C comme Charles Chable

Publié le par Colette Lefevre

Malgré les hivers très rigoureux de 1713, 1715, 1716 et les étés rudes de 1717 et 1718, malgré l'épidémie de dysenterie de 1719, qui a provoqué 236 décès dans la commune, au lieu des 90 habituels, Charles grandit dans ce petit coin de Normandie, à Bellou-en-Houlme, dont est issue sa famille depuis plusieurs générations et où il est né le 2 octobre 1711. Ses parents Nicolas CHABLE et Françoise FERRET sont mariés depuis 5 ans. Il a une soeur Catherine, son aînée de 3 ans, ont suivi 2 frères et 2 soeurs : François en 1715, mais il n'a vécu que 10 jours, Madeleine en 1716, elle décède 3 mois plus tard, Cécile née en 1718 et Julien venu au monde en 1721 mais parti 10 mois plus tard en juillet 1722, juste deux mois après le décès de son grand-père paternel, Chable Jacques.

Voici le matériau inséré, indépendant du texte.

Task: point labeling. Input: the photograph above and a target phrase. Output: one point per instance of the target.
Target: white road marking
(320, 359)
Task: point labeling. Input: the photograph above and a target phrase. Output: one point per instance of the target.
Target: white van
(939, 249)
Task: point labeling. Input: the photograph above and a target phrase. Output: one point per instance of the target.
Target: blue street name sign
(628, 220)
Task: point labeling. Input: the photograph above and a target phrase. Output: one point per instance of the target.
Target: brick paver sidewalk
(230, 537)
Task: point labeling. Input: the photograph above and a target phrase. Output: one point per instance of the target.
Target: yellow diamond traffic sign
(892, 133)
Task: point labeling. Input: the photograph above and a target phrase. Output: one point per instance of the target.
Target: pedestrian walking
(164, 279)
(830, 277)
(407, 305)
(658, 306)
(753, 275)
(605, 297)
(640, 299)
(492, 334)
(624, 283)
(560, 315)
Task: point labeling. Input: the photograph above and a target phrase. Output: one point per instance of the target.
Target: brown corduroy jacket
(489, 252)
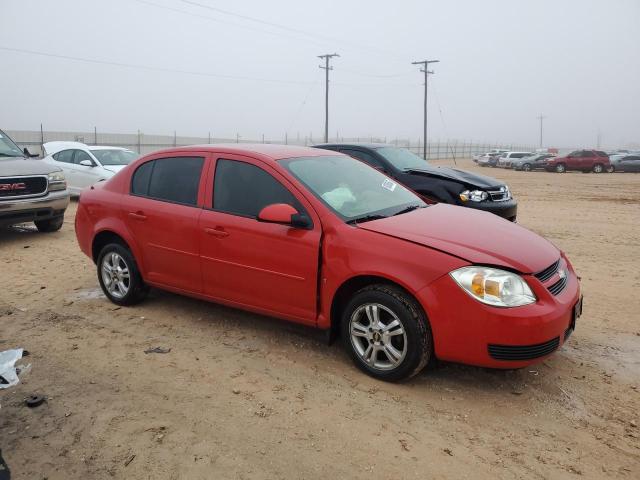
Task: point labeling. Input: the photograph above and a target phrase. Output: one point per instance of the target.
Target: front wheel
(51, 225)
(119, 276)
(386, 333)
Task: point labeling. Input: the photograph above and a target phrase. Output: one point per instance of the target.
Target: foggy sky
(502, 63)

Ce grand-père, Charles y pense très souvent, il a passé beaucoup de temps, avec lui, dans le marais du Grand-Hazé* et grâce à lui, il y connaît bien la faune comme les notonectes (punaises aquatiques), les libellules, les tritons et les grenouilles ainsi que les carpes, les brochets, les tanches et les anguilles qui font si peur à Catherine mais surtout à Cécile. Il reconnaît les oiseaux lors de leurs transits migratoires ainsi que les hérons cendrés, qui eux, vivent à l'année dans la région. Il connaît bien aussi la flore comme les linaigrettes à feuilles étroites, les sphaignes, les comarets ou encore les herbes vertueuses comme le millepertuis, l'eupatoire chauvine, la reine des prés ou la grand ortie, que sa mère lui a appris à reconnaître et dont elle se sert habituellement pour soigner les petits maux de toute la famille.

C comme Charles Chable

Charles aime ce marais, il s'y sent bien, comme il se sent bien dans la maison familiale, semblable à presque toutes les maisons de cette région, avec ses murs épais faits de bauge, mélange de terre argileuse, de paille ou de foin et de bouse de vache, le tout arrosé d'eau puis foulé aux pieds ou pétri à la main. Les quelques rares fenêtres, étroites, avec des croisées de bois, ne s'ouvrent pas toutes et sont fermées par un lourd volet de bois plein. A la place des vitres, pour se protéger du vent et des intempéries, son père a tendu des papiers huilés, protégés par du grillage. Une lourde porte, faite d'épaisses planches bien isolantes, constellées de clous en fer forgé, protége la famille des gens de guerre qui pillent les maisons, des gens de passage dont on se méfie toujours et même des sorciers ou sorcières que l'on craint tant. L'hiver il y fait très froid, la petite cheminée n'arrive pas à chauffer l'unique pièce où tout le monde s'entasse, l'été l'air y est irrespirable, heureusement dehors les arbres offrent un semblant de fraîcheur, mais chacun est habitué à ces mauvaises conditions de vie et personne ne pense à se plaindre.

Vieille ferme normande

Vieille ferme normande

* Le marais du Grand Hazé est un espace naturel sensible classé Natura 2000 d'environ 200 hectares situé sur les communes de Briouze et de Bellou-en-Houlme, dans le département de l'Orne. C'est la plus vaste zone humide du département de l’Orne. Situé dans une cuvette, le marais possède les paysages les plus divers : landes, prairies, étangs et tourbières.

Il joue un rôle fondamental dans la régulation du cycle de l’eau et assure le maintien des habitats naturels et des espèces rares aux niveaux régional et européen, comme le Fluteau nageant ou la Grande douve pour les espèces végétales mais aussi de nombreux oiseaux, insectes, poissons, amphibiens et reptiles…ainsi que plusieurs espèces de chauves souris.